- DVD cover
- Directed by: Alkinos Tsilimidos
- Written by: Daniel Keene Alkinos Tsilimidos
- Produced by: Alkinos Tsilimidos Paul Walton
- Starring: Laura Gordon Nick Barkla
- Release dates: 5 August 2006 (Melbourne International Film Festival); 14 September 2006 (Australia);
- Running time: 87 minutes
- Country: Australia
- Language: English

= Em 4 Jay =

2006 film by Alkinos Tsilimidos

Em 4 Jay is a 2006 Australian drama film directed by Alkinos Tsilimidos. Starring Laura Gordon and Nick Barkla, the story follows the lives of two heroin addicts living in Melbourne's inner suburbs.

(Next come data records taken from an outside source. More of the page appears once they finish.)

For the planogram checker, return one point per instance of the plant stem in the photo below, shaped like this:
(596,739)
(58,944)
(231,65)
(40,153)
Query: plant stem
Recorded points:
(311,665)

Em 4 Jay premiered at the Melbourne International Film Festival on 5 August 2006.

==Cast==
- Nick Barkla as Jay
- David Campbell as Mick
- Laura Gordon as Em
- Jeremy Lindsay Taylor as Dealer
- Hamish Michael as Steve
- Kat Stewart as Janey
- Chloe Armstrong as Bianca
- Jonathan auf der Heide as Shopkeeper

==Reception==
The Ages Jim Schembri gave it two stars. He concludes "Em 4 Jay is a film made with conviction by all those involved, but the cast and crew never overcome a narrative that is dirge-like in its nihilistic predictability." Leigh Paatsch of The Herald Sun gave it two and a half stars, saying "All in all, Em 4 Jay scraps it out for a dishonourable draw between daring us not to care and damning us for doing exactly that." George Palathingal of The Sydney Morning Herald gave it three and a half stars, saying: "Em 4 Jay doesn't give you a chance to get bored. It's not the future of Australian cinema or anything like that, but it leaves you both impressed and satisfied." Varietys Russell Edwards gave it a positive review, writing "authenticity makes Em 4 Jay a Down Under low-budget triumph."